Public health crises demand solutions now, not later. Policymakers want to implement expert-approved solutions ASAP—jobs, promotions, and credibility are on the line. The experts they consult may therefore be motivated to sell the best ideas they have as more iron-clad than they really are. Experts closely connected to the policymaking apparatus will be biased to prematurely coalesce around the most ascendent ideas suggesting an implementable policy solution, so that they may gain social status by association with the winning idea. The greater the social pressure, the greater the chance for an illusory consensus to emerge.
While Keys and others did amass evidence for their claims, this evidence had major shortcomings:
Much of it was correlational, lacking the ability to establish cause-and-effect relationships between dietary saturated fat and cholesterol with heart disease.
Animal research, causally showing that dietary cholesterol (a) spiked blood cholesterol, and (b) led to cardiovascular disease, was often done in species metabolically distinct from humans. For example, many early studies in this field used rabbits. As herbivores, rabbits respond to dietary cholesterol in radically different ways from meat-eating omnivores like humans. Their bodies did not evolve for cholesterol intake.
Many of the human epidemiological studies showing a correlation between dietary fat consumption and heart disease were either highly undersampled, not representative of the populations they drew from, or composed of cherry-picked data. The most infamous example is Keys’ “Seven Countries Study.” The observed associations often disappeared when more robust datasets were analyzed, and have been contradicted by larger, more robust analyses since.
Despite those shortcomings, Dr. Keys’ hypothesis gained favor. Weaknesses in the evidence were overlooked due to the immense social pressure surrounding the very public spotlight that had been placed on solving the problem. The evidence was viewed as good enough, given the pressure policymaking institutions were under to implement a solution.
Competition for social status distorts the “marketplace of ideas”

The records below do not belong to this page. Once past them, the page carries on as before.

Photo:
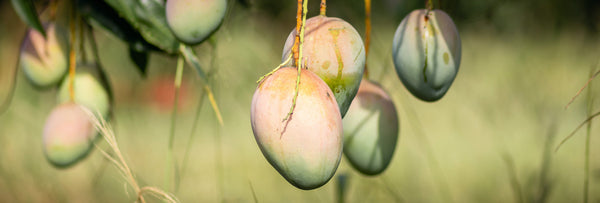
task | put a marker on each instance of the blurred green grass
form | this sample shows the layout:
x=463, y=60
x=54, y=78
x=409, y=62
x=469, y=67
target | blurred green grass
x=508, y=97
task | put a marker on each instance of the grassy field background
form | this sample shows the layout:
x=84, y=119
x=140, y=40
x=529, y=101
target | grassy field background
x=498, y=125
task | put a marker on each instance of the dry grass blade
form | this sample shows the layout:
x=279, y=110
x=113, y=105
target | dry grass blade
x=582, y=88
x=577, y=129
x=119, y=161
x=162, y=195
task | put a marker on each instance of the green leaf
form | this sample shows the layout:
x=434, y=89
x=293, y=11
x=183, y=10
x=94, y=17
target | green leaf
x=106, y=17
x=148, y=17
x=139, y=58
x=28, y=14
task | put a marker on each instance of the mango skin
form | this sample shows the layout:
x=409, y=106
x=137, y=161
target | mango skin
x=306, y=151
x=88, y=92
x=192, y=21
x=334, y=51
x=370, y=130
x=45, y=61
x=68, y=134
x=427, y=78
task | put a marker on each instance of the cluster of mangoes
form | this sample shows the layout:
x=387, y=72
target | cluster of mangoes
x=306, y=147
x=68, y=133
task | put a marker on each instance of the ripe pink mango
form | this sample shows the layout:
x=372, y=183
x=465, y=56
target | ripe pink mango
x=306, y=149
x=370, y=129
x=334, y=51
x=68, y=134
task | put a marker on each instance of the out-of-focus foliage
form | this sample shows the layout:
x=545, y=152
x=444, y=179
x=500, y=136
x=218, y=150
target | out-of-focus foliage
x=504, y=15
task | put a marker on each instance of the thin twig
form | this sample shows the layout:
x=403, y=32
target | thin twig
x=323, y=9
x=576, y=129
x=367, y=33
x=274, y=70
x=300, y=63
x=582, y=88
x=72, y=55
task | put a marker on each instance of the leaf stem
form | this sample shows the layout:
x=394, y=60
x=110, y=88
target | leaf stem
x=72, y=54
x=586, y=169
x=299, y=64
x=323, y=9
x=367, y=34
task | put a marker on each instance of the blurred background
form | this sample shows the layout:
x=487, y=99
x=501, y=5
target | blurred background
x=492, y=138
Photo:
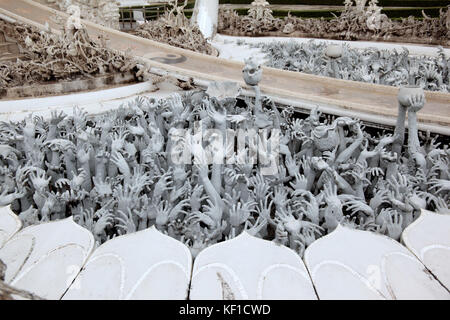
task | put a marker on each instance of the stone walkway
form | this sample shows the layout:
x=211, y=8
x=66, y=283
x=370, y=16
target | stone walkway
x=362, y=100
x=58, y=260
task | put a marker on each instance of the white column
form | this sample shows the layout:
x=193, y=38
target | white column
x=206, y=14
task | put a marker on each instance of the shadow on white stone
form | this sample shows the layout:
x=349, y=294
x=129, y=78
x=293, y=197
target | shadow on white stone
x=354, y=264
x=142, y=265
x=247, y=267
x=10, y=224
x=429, y=239
x=44, y=259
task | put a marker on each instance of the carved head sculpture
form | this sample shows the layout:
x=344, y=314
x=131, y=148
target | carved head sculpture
x=252, y=72
x=405, y=94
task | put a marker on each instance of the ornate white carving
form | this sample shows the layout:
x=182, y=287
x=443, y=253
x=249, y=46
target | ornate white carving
x=142, y=265
x=45, y=259
x=429, y=239
x=354, y=264
x=10, y=224
x=247, y=267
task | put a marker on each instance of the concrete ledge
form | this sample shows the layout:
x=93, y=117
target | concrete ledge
x=63, y=87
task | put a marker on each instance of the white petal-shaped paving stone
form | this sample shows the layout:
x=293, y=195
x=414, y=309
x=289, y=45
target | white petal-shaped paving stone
x=429, y=239
x=247, y=267
x=44, y=259
x=143, y=265
x=10, y=224
x=355, y=264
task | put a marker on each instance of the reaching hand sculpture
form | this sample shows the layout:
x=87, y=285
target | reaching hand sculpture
x=115, y=175
x=393, y=68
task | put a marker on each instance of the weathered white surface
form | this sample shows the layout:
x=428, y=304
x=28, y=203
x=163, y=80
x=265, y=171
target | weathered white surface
x=206, y=15
x=429, y=239
x=92, y=102
x=142, y=265
x=44, y=259
x=354, y=264
x=10, y=224
x=228, y=48
x=249, y=268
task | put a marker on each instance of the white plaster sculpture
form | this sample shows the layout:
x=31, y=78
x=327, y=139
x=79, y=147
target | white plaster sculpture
x=140, y=266
x=205, y=15
x=194, y=166
x=429, y=239
x=46, y=258
x=43, y=51
x=357, y=21
x=103, y=12
x=352, y=264
x=175, y=29
x=250, y=268
x=10, y=224
x=370, y=65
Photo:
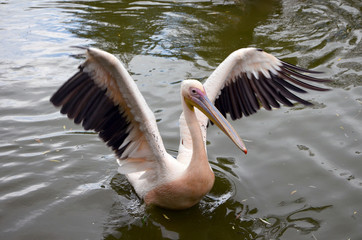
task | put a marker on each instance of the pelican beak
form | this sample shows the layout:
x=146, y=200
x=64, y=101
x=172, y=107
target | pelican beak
x=202, y=102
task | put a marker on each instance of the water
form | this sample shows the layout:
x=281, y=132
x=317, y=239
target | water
x=302, y=178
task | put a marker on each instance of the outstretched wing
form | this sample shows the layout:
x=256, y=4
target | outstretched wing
x=103, y=97
x=250, y=78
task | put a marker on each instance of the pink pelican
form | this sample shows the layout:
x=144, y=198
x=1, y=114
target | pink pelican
x=103, y=97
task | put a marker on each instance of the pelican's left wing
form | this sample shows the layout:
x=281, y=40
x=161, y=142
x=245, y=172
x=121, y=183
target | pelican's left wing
x=103, y=97
x=249, y=78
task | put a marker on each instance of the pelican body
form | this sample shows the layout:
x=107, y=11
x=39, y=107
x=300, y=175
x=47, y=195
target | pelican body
x=104, y=98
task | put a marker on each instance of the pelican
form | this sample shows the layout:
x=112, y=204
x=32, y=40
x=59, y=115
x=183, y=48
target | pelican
x=103, y=97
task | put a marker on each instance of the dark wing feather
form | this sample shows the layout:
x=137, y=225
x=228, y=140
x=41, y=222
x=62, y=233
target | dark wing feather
x=98, y=111
x=244, y=91
x=103, y=97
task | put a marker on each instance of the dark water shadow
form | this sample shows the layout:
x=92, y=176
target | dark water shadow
x=183, y=30
x=217, y=216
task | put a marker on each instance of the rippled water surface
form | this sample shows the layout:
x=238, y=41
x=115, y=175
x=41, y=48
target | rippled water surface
x=302, y=178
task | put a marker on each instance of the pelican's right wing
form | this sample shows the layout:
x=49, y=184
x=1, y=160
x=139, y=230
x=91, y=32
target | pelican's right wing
x=249, y=78
x=103, y=97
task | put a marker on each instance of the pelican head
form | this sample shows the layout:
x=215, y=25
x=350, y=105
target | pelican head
x=194, y=95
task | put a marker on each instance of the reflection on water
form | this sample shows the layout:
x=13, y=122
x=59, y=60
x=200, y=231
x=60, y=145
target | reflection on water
x=128, y=218
x=60, y=183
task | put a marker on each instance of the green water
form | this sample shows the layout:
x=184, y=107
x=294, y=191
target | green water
x=301, y=179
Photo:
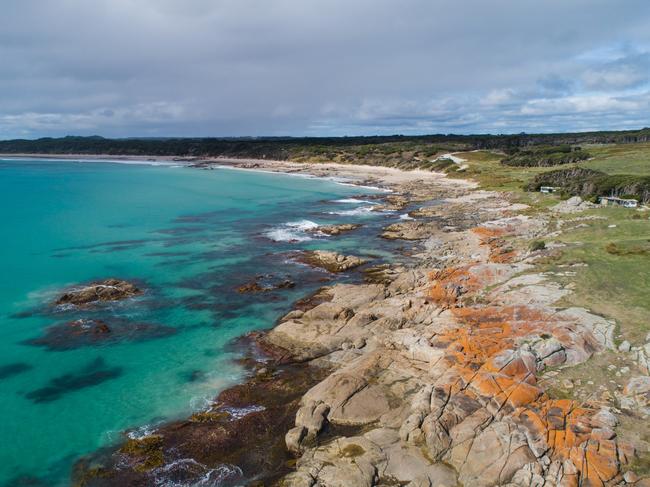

If you study the history of Ancel Keys, you see clearly that Keys was not just a prolific and hardworking researcher, he was also a charismatic and ambitious career man. Even in science, ideas do not rise and fall based solely on the strength of evidence. Their adoption is a function of both the supporting data and social factors, such as salesmanship. Like anyone else, scientists are motivated by fame and glory (social status). Keys knew how to sell his ideas, and to cultivate a social network connecting him to decision makers within powerful institutions.
Ideas do not exist as disembodied Platonic forms, competing with one another in a rational “marketplace of ideas.” Ideas exist in human minds, which are only partially rational and truth-seeking. Ideas spread between minds through social interaction, battling for dominance based on their utility in putting people on a desired trajectory within social status hierarchies. People want either more status or security in what they have, choosing to endorse and spread ideas accordingly.